President Trump comes back to office amid one of the most over-valued stock markets of all time, even more inflated than at President Hoover’s inauguration months before the Black Tuesday crash of 1929. See WSJ: Make America Cheap Again. The CAPE is just one of a long list of historically prescient indicators ringing alarm bells.
Of all the measures of irrational equity market pricing, the cyclically adjusted price to earnings ratio (CAPE) developed by Yale economist Robert Shiller, since it looks back a decade and adjusts for inflation. On that basis, American stocks are 83% more expensive than when Bill Clinton first took the oath of office, 145% more than when Barack Obama first did and a whopping four times Ronald Reagan’s starting point. They even are a third pricier than at the start of Trump’s own first term.
Nothing matters more to long-term equity returns over the next decade than the level of fundamental valuation at the starting point. Today, bullish high hopes meet elevated multiples that suggest negative annual returns over the next 7 years or more.
Asset manager GMO recently forecast that the return of U.S. large capitalization stocks will be negative 5.2% annually over the next seven years after inflation. It would be like putting money into a CD today and having the bank pocket almost a third of it when it matures in 2032.
With U.S. stock markets the most widely held globally, their prospects magnify downside risk for consumer and investor sentiment worldwide. For those who manage not to go down with this ship, however, the opportunity embedded on the other side of present euphoria has also rarely been greater.

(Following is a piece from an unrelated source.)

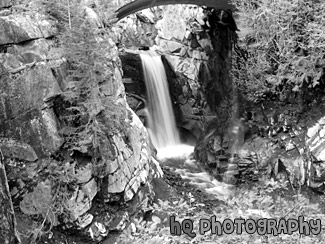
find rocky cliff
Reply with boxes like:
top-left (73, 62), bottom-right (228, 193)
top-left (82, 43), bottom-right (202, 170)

…when indexes like the S&P 500 become cheaper, which they surely will, investors should look past gloomy headlines and see the glass as half full since it will mean a better rate of return.
If a rough patch for U.S. markets is what it takes for that imbalance to right itself then it would be small solace to retirees, much less to President Trump. Those still in their saving years, though, might find that it is the pause that refreshes their nest eggs.